L’Angola enregistre 110 cas de traite d’êtres humains depuis le début de l’année

L’Angola a enregistré, de janvier à mai de cette année, 110 cas de traite d’êtres humains, dont 27% des auteurs ont été jugés, a révélé lundi à Luanda, la secrétaire d’État aux droits de l’homme et à la citoyenneté, Ana Céleste Januário

S’exprimant à l’ouverture de l’atelier sur le «Mécanisme national de référence pour la protection et l’assistance aux victimes de la traite d’êtres humains en Angola», la secrétaire d’État aux droits de l’homme et à la citoyenneté, Ana Céleste Januário a souligné que les cas les plus fréquents ont été enregistrés dans les provinces de Luanda, Zaïre et Lunda Norte, nous rapporte le journal AllAfrica. Parmi ces cas, trois ont été jugés, raison pour laquelle elle a défendu la nécessité pour les organes judiciaires d’intensifier leurs actions pour lutter contre ce fléau et aussi qu’en particulier à Luanda, on constate avec préoccupation, ces derniers temps, certains adultes qui utilisent des enfants pour la mendicité.
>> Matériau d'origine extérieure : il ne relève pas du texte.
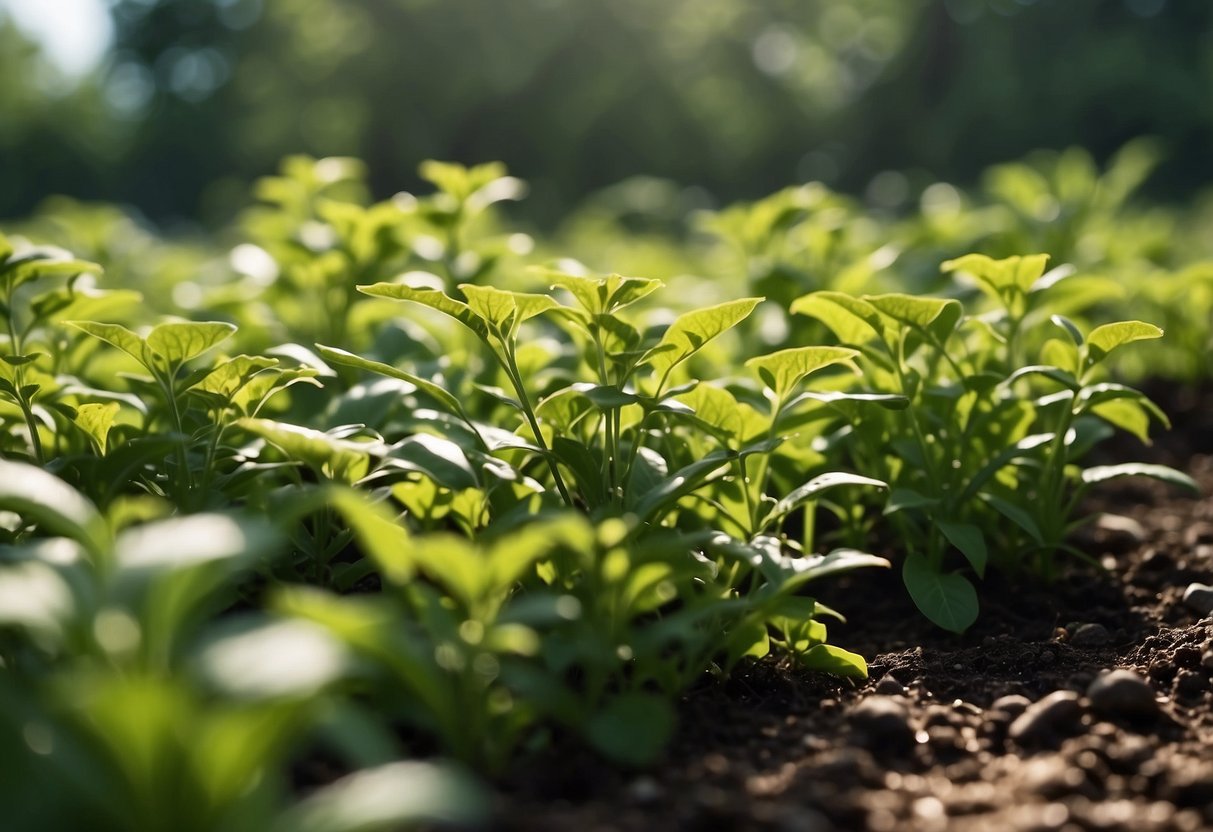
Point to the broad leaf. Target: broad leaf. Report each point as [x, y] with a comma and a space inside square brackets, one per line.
[432, 298]
[933, 315]
[118, 336]
[782, 370]
[947, 599]
[852, 319]
[694, 329]
[1160, 472]
[430, 388]
[632, 728]
[180, 341]
[1011, 274]
[816, 486]
[96, 420]
[55, 506]
[398, 796]
[1108, 337]
[969, 540]
[830, 659]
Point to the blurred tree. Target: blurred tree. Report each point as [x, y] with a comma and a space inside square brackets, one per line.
[738, 96]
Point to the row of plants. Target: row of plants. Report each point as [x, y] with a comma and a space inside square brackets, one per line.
[398, 484]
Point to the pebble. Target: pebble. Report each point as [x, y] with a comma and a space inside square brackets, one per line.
[1122, 694]
[1199, 598]
[1089, 636]
[644, 790]
[1011, 705]
[1057, 713]
[889, 685]
[882, 721]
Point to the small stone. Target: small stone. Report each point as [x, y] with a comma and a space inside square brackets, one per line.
[644, 790]
[1199, 598]
[1055, 714]
[1122, 694]
[889, 685]
[882, 721]
[1089, 636]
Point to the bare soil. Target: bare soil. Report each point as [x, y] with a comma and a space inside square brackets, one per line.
[1013, 725]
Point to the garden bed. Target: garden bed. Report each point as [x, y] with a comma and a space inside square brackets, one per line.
[937, 738]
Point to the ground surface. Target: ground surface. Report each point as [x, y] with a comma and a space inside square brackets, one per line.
[997, 729]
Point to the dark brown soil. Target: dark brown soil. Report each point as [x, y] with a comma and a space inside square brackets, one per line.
[997, 729]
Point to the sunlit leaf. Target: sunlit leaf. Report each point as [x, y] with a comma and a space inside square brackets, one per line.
[694, 329]
[946, 598]
[782, 370]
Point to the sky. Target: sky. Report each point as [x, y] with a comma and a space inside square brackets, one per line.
[73, 33]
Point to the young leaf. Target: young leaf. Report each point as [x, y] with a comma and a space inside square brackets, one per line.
[432, 298]
[53, 505]
[505, 309]
[852, 319]
[96, 420]
[947, 599]
[830, 659]
[934, 315]
[398, 796]
[969, 540]
[694, 329]
[118, 336]
[632, 728]
[1011, 274]
[180, 341]
[814, 488]
[430, 388]
[782, 370]
[1160, 472]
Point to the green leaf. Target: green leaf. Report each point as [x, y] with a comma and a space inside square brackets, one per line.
[231, 375]
[782, 370]
[292, 659]
[814, 488]
[96, 420]
[949, 600]
[1070, 328]
[385, 540]
[604, 397]
[186, 541]
[118, 336]
[341, 460]
[398, 796]
[1108, 337]
[969, 540]
[901, 499]
[829, 659]
[505, 309]
[180, 341]
[1160, 472]
[438, 459]
[432, 298]
[694, 329]
[1015, 514]
[430, 388]
[933, 315]
[1011, 274]
[852, 319]
[55, 506]
[632, 728]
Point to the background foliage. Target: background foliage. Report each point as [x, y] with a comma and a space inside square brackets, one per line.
[574, 95]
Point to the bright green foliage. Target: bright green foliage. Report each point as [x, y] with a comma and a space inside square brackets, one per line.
[984, 462]
[501, 502]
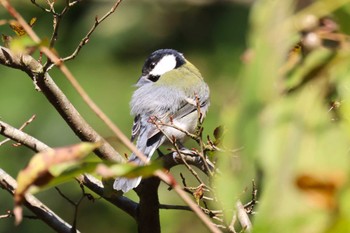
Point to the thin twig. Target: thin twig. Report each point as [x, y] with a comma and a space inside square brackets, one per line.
[20, 128]
[86, 39]
[89, 181]
[36, 206]
[167, 178]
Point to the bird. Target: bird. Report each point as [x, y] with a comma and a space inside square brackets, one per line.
[170, 90]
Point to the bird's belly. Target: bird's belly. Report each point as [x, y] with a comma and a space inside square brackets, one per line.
[187, 123]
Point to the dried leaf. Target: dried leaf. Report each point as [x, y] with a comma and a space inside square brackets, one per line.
[17, 28]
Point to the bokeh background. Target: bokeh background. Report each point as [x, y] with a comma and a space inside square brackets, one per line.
[289, 130]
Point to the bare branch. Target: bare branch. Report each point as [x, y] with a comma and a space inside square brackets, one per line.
[62, 107]
[37, 207]
[128, 206]
[20, 128]
[243, 217]
[21, 137]
[92, 183]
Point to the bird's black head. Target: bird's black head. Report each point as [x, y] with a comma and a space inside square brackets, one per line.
[160, 62]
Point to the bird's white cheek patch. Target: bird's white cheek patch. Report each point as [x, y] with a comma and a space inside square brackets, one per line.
[166, 64]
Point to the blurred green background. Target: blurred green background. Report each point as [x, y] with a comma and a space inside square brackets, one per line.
[283, 123]
[211, 35]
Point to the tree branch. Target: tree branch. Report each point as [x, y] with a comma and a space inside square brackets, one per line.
[58, 99]
[36, 206]
[89, 181]
[21, 137]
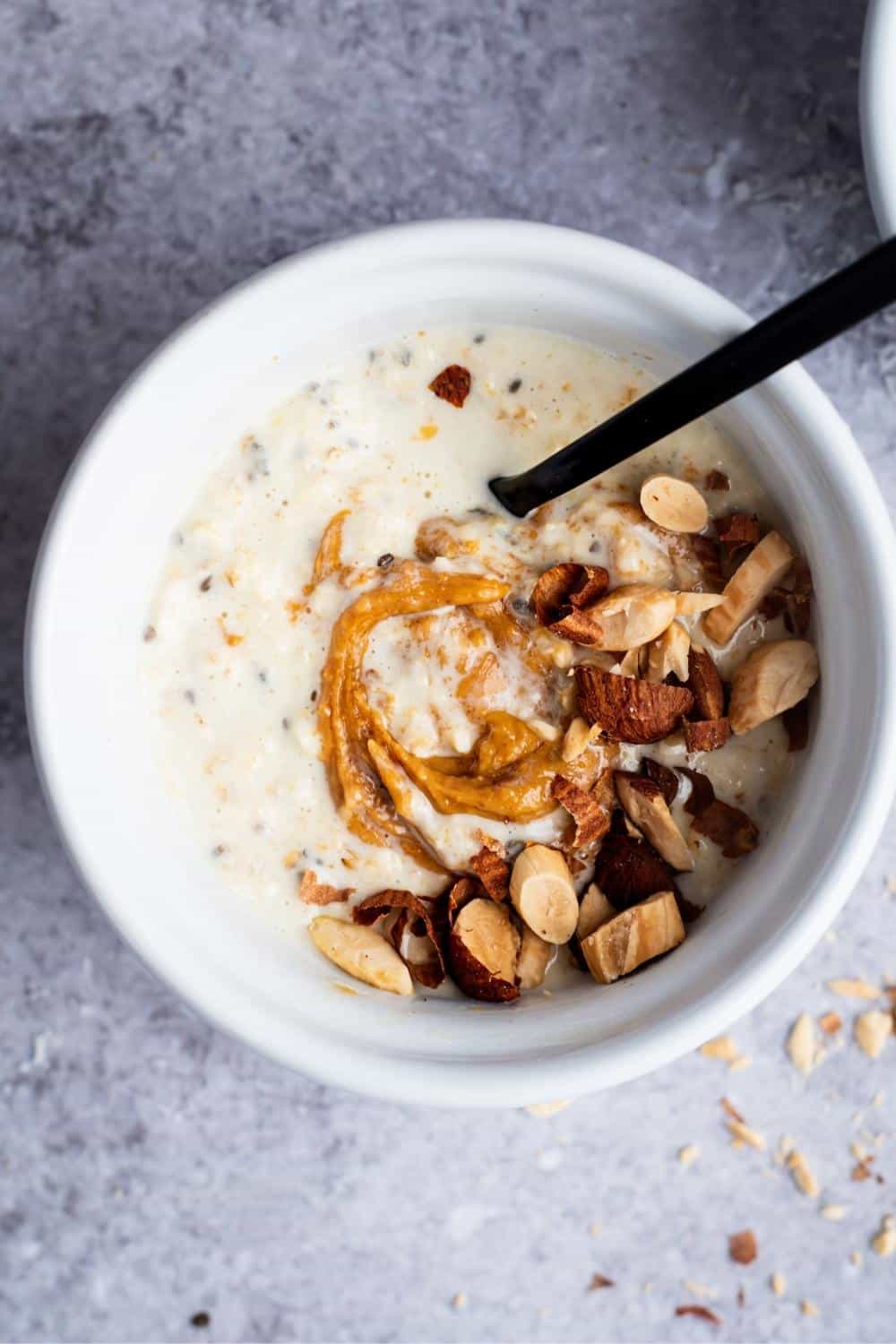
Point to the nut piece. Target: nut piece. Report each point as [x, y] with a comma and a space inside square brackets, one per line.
[594, 910]
[627, 870]
[362, 953]
[543, 894]
[638, 935]
[314, 892]
[694, 604]
[627, 709]
[532, 962]
[630, 616]
[771, 679]
[452, 384]
[560, 594]
[705, 734]
[872, 1031]
[591, 812]
[673, 504]
[645, 804]
[748, 585]
[704, 685]
[669, 653]
[482, 952]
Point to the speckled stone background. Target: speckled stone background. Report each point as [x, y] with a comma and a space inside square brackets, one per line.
[152, 155]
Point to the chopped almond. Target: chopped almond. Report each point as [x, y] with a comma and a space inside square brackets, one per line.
[804, 1175]
[704, 1314]
[591, 811]
[853, 988]
[705, 734]
[560, 594]
[629, 870]
[737, 530]
[634, 937]
[801, 1045]
[743, 1247]
[543, 894]
[673, 504]
[482, 951]
[427, 921]
[314, 892]
[630, 616]
[648, 808]
[452, 384]
[720, 1047]
[872, 1031]
[594, 911]
[704, 685]
[669, 653]
[774, 677]
[745, 590]
[362, 953]
[532, 962]
[627, 709]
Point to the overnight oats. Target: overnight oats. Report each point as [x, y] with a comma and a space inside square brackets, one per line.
[458, 749]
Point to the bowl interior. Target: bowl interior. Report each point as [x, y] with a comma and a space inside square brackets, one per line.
[142, 467]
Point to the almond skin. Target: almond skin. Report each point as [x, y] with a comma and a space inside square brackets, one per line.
[673, 504]
[543, 894]
[774, 677]
[627, 709]
[482, 952]
[362, 953]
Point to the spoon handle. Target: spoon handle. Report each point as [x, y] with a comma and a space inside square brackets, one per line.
[793, 331]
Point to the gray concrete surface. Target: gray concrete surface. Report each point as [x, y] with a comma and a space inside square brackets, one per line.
[152, 155]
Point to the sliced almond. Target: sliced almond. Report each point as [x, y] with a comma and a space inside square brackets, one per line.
[482, 951]
[362, 953]
[669, 653]
[801, 1045]
[648, 808]
[673, 504]
[638, 935]
[694, 604]
[594, 910]
[748, 585]
[627, 709]
[771, 679]
[630, 616]
[872, 1031]
[532, 962]
[543, 894]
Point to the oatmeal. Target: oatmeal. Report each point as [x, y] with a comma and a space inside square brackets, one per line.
[371, 685]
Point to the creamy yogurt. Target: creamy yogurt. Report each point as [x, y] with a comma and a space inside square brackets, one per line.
[237, 642]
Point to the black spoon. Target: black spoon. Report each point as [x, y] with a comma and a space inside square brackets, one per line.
[796, 330]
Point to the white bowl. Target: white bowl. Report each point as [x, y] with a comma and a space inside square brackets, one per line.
[140, 470]
[877, 107]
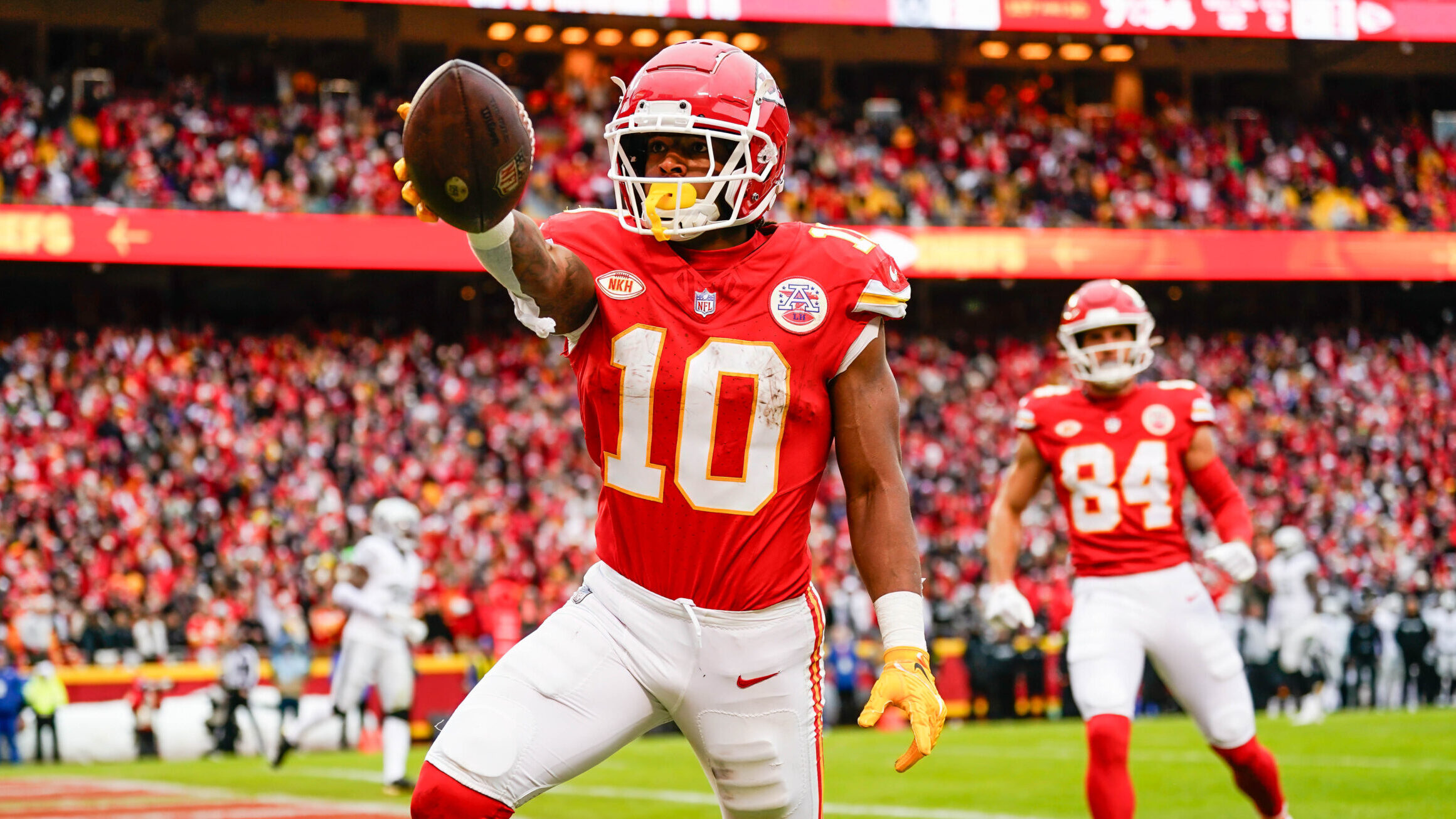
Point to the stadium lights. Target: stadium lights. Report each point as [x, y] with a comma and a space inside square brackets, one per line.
[747, 41]
[1075, 51]
[1117, 53]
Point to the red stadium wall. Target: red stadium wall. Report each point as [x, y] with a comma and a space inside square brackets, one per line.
[438, 682]
[1305, 19]
[398, 242]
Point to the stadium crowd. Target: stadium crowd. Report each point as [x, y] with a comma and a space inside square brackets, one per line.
[161, 489]
[1008, 158]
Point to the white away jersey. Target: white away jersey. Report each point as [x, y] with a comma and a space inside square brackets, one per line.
[393, 577]
[1287, 585]
[1443, 630]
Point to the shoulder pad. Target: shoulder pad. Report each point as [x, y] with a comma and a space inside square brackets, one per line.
[583, 220]
[864, 270]
[1050, 391]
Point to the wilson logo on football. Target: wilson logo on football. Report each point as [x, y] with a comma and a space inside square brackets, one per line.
[620, 284]
[799, 305]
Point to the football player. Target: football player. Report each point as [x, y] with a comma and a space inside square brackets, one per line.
[1295, 626]
[378, 586]
[1120, 454]
[717, 356]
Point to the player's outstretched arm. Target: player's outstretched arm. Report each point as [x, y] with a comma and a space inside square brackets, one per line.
[546, 282]
[867, 432]
[1004, 604]
[1231, 515]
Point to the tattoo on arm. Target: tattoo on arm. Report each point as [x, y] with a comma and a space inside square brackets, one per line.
[555, 277]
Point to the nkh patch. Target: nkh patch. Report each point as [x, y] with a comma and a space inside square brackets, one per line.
[705, 302]
[620, 284]
[799, 305]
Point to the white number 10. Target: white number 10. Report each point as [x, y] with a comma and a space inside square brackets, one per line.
[1095, 501]
[638, 353]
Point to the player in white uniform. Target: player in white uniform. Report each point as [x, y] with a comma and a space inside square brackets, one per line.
[1443, 637]
[1294, 575]
[378, 586]
[1391, 675]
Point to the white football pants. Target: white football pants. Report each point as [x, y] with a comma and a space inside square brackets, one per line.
[389, 666]
[618, 661]
[1168, 617]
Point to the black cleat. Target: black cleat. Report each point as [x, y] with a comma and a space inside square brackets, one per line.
[284, 747]
[400, 788]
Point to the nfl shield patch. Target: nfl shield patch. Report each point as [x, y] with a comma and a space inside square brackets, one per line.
[705, 302]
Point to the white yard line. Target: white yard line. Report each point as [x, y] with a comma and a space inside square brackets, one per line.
[708, 799]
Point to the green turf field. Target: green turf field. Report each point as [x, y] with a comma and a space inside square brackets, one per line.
[1353, 767]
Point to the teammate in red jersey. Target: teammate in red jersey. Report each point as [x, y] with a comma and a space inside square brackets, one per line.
[1120, 454]
[717, 358]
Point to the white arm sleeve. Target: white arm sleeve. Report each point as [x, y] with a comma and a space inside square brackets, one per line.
[353, 598]
[492, 250]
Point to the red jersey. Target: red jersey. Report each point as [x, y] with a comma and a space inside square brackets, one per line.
[1119, 469]
[705, 400]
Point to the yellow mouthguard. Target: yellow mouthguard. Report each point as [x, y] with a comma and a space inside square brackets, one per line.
[664, 196]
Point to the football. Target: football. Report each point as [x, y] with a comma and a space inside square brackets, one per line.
[468, 146]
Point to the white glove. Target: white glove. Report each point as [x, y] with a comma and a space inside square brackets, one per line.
[408, 624]
[1234, 557]
[1006, 607]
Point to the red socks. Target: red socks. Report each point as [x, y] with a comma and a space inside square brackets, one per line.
[1257, 776]
[1110, 786]
[437, 796]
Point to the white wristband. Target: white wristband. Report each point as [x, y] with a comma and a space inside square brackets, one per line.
[901, 620]
[496, 237]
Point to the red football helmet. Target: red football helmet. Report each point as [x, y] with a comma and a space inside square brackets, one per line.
[1107, 302]
[714, 91]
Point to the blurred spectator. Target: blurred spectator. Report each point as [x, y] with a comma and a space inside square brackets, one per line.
[151, 637]
[44, 694]
[12, 702]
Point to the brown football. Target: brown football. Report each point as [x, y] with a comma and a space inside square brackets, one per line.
[468, 146]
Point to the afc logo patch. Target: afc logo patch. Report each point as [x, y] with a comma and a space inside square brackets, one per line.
[799, 305]
[1158, 420]
[1068, 427]
[705, 302]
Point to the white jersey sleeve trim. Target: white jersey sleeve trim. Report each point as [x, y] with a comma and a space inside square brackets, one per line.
[880, 299]
[865, 337]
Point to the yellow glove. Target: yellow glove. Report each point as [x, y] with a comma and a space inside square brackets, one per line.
[908, 684]
[410, 194]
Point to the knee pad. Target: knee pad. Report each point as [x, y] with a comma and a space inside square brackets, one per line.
[1108, 736]
[1231, 726]
[750, 780]
[437, 796]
Selon le journal Angop,  Ana Céleste Januário a affirmé qu’Il est nécessaire de se tourner vers les adultes qui utilisent des enfants pour obtenir un certain profit et qu’il ont également trouvé des cas qui concernent l’exploitation du travail des enfants dans les fermes et les entreprises de construction, ainsi que des filles et des femmes à des fins d’exploitation sexuelle. À l’occasion, la Secrétaire d’État a souligné que, depuis 2014, la République d’Angola a pris des mesures importantes pour améliorer le système national de prévention, de protection et d’assistance aux victimes, de poursuivre les auteurs et de renforcer les partenariats avec les institutions liées à la lutte contre le trafic de drogue.

Le journal ajoute que le Mécanisme national de référence pour la protection et l’assistance aux victimes de la traite d’êtres humains est le modèle que l’Angola utilisera pour indiquer la manière dont les différents acteurs agissent lorsqu’ils sont en contact avec une éventuelle victime de la traite d’êtres humains. Il vise à renforcer les actions conjointes entre les acteurs étatiques et non étatiques, à améliorer le système d’orientation et d’assistance spécialisée aux victimes, à définir des procédures formelles pour leur identification et l’appui au rétablissement physique et psychologique.